Sunday, March 25, 2018

Thoughts concerning Palestinian Christian Theologians against Israel - by Denis MacEoin

No one is suggesting that Palestinian Christians should invite their own deaths by outrightly defying the Muslim majority. It seems inexplicable, however, why these Christians prefer to join with the Islamic resistance rather than to remain silent, accept their supposedly inferior status, and refrain from overt endorsements of what Muslims view as right.

Denis MacEoin..
Gatestone Institute..
25 March '18..

It is sad but possibly to be expected that many Palestinian Christians – who are constantly under threat but have not been killed or expelled – identify closely with the cause of their Muslim fellows as they engage in often violent "resistance" to Israel and the limited Israeli "occupation" of the West Bank (Judaea and Samaria). Christians may have a long history in Syria and Palestine, but the earliest Christians, including Christ, were, of course, Jews. According to Christianity Today:

The Acts of the Apostles states that the first Christians in Jerusalem were Jews, and historians believe that even after the fall of Jerusalem in A.D. 70, Christianity in the Holy Land kept its Jewish flavor. But the Jewish revolt of Bar-Kokhba in 135 changed all this; Rome showed no mercy to the Jews and obliterated Jerusalem, renaming the city "Aelia Capitolina" and the country of Israel "Palestine." With this blow, the Christian Jewish community effectively disappeared.

As non-Jewish Christians emerged, persecution continued throughout the Roman Empire until the emperor Constantine converted in 312 and later imposed Christianity as the sole religion.

Under the Roman and Byzantine empires, the Christians of Palestine enjoyed freedom to live and worship as they pleased. In 634, however, a mere two years after the death of the prophet Muhammad, Muslim Arab forces defeated the Byzantines and took possession of Syria, of which Palestine was the southern region. "Palestine," although an ancient name, was imposed by the Roman Emperor Hadrian in an apparent attempt to sever the land even then from its Jewish roots in response to a revolt in 135 CE.

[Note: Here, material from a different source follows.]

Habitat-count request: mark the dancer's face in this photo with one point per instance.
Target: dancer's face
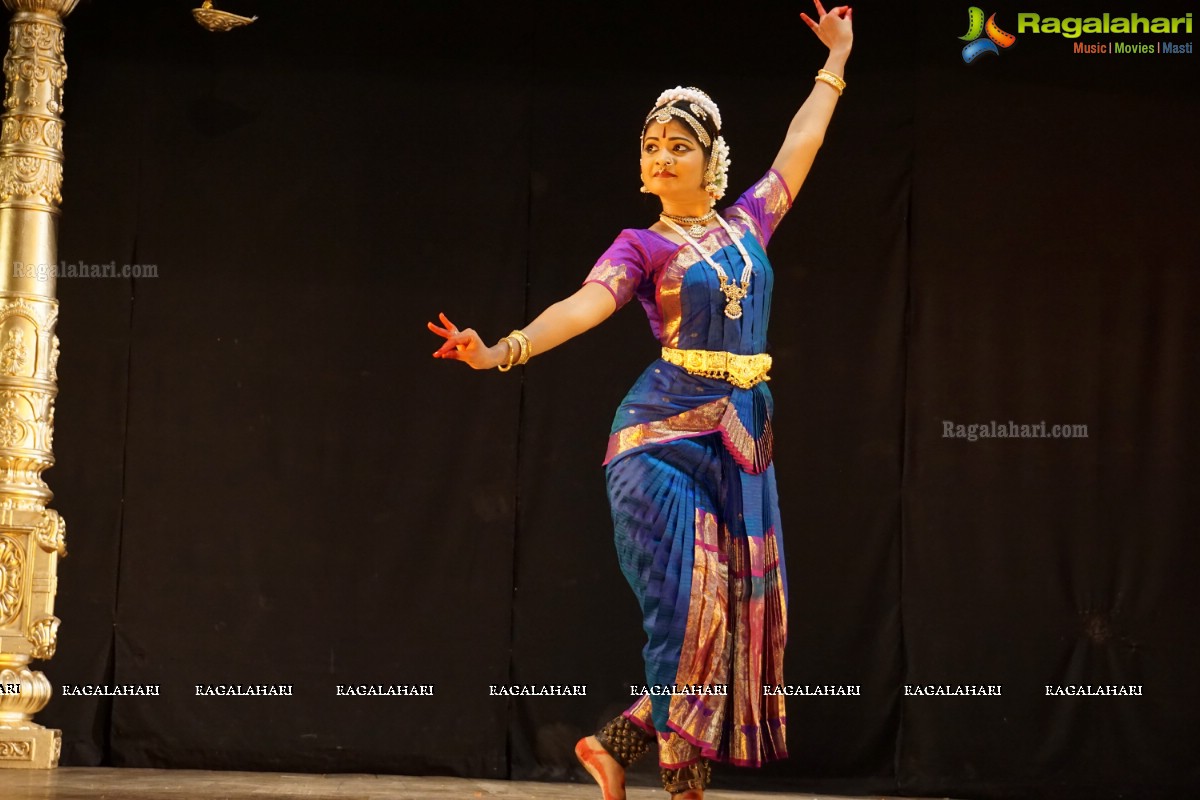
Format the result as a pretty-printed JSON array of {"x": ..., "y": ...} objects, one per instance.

Palestine, however, was never a separate state or province, regardless of its rulers. From 1923-1948, it was the name of the area under the British mandate: during that time, everyone born there – Christian, Muslim and Jew – was officially a Palestinian, with "Palestine" stamped on all passports.

Then, in May of 1948, five Arab armies attacked Israel on the day of its birth, explicitly hoping to end the new country before it could start. The people now called Palestinians were those Arabs who fled during that war, after their leaders promised them they would be able to come back and reclaim their homes as soon as the Arab victory was complete.

That the Arabs might lose this war – which was what occurred-- was never factored into this promise. When, after the war, the Arabs who had fled wished to come back, Israel reminded them that they had not exactly been allies, and declined to admit them.

During that war of 1947-48, Jordan illegally captured and later annexed much of Jerusalem. The Jews who had lived in those areas fled. Overnight, the Christians who had stayed in Gaza and the West Bank found themselves regarded as second-class, tolerated citizens, dhimmi people with few rights, who were forced to live as outnumbered "infidels" under Muslim rule. As such, they had no legal recourse and were under continual threat for their property and lives.